A light flashed on the testers side when a sound played. Wyvill saw the light reflected in the glass behind the tester, concluded it had something to do with the test, and correctly placed the toy in the bin each time, though he heard nothing.
The doctor determined the boy had perfect hearing.
Though doctors and pastors recommended that Wyvill be sent to a special school for the deaf, his parents refused.
“My parents felt very strongly that for me to adapt, I needed to go into the public school.”
He learned to lip read. He had speech therapy. He sat in the front of the class. He took copious notes and studied for hours.
He also grew up doing all the things normal boys do, playing hockey, baseball, football. He adapted so well that there were many people who didn’t realize he had a serious hearing loss, Wyvill said.
Challenges have just been a part of my life, he said. He was the first child with a serious hearing loss for most of his teachers in public school and college.
There were no extra resources, no ADA (Americans with Disabilities Act). Just first-row seats and hard work.
Contrary to the professionals predictions, Wyvill graduated from high school, college, and law college.
Today the only outward signs of his hearing loss are a mild speech impediment (missing R’s and a lisp on some S’s)rolled into a slightly southern drawl.
He lip reads. His telephone is amplified.
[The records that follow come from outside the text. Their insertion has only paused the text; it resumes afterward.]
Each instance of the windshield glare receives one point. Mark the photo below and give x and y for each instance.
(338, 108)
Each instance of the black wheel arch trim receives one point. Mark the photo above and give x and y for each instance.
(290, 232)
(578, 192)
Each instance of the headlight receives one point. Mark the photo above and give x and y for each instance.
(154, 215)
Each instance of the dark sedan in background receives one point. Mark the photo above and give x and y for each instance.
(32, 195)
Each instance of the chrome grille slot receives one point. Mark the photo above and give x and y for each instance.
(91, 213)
And he’s innovative.
When his wife recently heard a thumping sound, an animal in his attic, Wyvill determined she wasn’t just hearing things. He could feel the thumping of what turned out to be a lost chipmunk.
Wyvill didn’t set out for a career focused on people with developmental disabilities.
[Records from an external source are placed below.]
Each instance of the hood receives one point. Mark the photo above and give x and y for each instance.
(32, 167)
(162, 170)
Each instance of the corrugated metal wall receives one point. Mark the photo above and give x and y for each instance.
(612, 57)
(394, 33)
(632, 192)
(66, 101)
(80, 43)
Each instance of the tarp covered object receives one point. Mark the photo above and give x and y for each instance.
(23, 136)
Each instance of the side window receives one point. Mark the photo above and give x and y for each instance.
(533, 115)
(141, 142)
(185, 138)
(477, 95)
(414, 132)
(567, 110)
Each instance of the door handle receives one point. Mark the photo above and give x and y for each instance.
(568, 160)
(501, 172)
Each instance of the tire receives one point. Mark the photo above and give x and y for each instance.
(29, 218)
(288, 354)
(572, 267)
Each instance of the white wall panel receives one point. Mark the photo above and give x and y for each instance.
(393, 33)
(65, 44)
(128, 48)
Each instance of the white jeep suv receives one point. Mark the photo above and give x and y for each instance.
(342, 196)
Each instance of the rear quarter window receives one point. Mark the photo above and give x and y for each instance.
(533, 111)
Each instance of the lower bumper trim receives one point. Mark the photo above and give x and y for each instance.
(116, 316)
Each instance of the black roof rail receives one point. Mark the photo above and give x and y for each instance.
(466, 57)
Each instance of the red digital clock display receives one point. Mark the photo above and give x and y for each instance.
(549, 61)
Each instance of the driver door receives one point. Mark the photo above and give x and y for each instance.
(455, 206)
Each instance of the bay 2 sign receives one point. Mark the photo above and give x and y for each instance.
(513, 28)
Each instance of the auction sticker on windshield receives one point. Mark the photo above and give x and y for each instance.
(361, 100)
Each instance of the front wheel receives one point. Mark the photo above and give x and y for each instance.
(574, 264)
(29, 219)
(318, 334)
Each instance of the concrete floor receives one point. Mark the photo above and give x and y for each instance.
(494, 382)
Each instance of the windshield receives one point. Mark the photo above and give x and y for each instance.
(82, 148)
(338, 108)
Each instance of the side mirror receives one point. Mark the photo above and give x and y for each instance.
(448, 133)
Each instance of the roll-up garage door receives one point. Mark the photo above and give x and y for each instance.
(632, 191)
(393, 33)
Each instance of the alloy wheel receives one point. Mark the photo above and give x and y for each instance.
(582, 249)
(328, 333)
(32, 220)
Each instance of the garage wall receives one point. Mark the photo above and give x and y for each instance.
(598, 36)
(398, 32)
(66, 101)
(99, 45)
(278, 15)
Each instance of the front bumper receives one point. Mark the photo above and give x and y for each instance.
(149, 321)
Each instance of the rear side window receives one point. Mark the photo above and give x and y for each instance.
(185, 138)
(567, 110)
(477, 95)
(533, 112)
As a kid in Chicago, Wyvill had career ambitions. “I wanted to play baseball for the Chicago Cubs. But I had two limitations. I couldn’t hit the fast ball or the curve ball.”
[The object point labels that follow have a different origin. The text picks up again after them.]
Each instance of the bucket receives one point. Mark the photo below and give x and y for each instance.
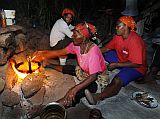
(53, 111)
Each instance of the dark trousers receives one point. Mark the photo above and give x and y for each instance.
(70, 69)
(156, 57)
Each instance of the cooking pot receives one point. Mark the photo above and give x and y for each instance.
(53, 110)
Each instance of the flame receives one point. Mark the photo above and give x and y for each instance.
(20, 75)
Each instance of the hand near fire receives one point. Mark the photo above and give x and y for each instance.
(38, 56)
(69, 98)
“Other than that, I didn’t really know what I was going to do when I grew up. I was just a kid.”
Wyvill did decide he was going to be an attorney after reading “To Kill A Mocking Bird.”
Today, Wyvill, 42, heads a state system that spends around $213 million to care for almost 5,000 Nebraskans with developmental disabilities, most in community programs. But the Beatrice State Developmental Center, home to less than 300 of those people, has been his focus these early months.
Wyvill can joke about the time he’s spent on Beatrice issues.
“When people ask him what he thinks of Nebraska, Wyvill has a ready response. “I can tell you what Beatrice is like, what Lincoln is like and the Omaha airport.”
But he knows the seriousness of the situation. There was some evidence in the multiple reports on Beatrice that not all employees treated clients with respect, even like human beings.
“That’s what wakes you up at 3 o’clock in the morning. You don’t want to have that kind of culture. You want to make sure you are doing everything you can.”
Wyvill is married with two small children, 6 and 3. His wife, Andrea, a licensed social worker, had a firm in Arkansas specializing in psychological care for older people.
A Razorback fan, Wyvill has had an easy transition to Nebraska.
“I used to think people took football seriously in the south because they have a saying: football is a religion and gravy is a beverage.”
“But they have nothing compared to Nebraska Cornhusker fever,” he said.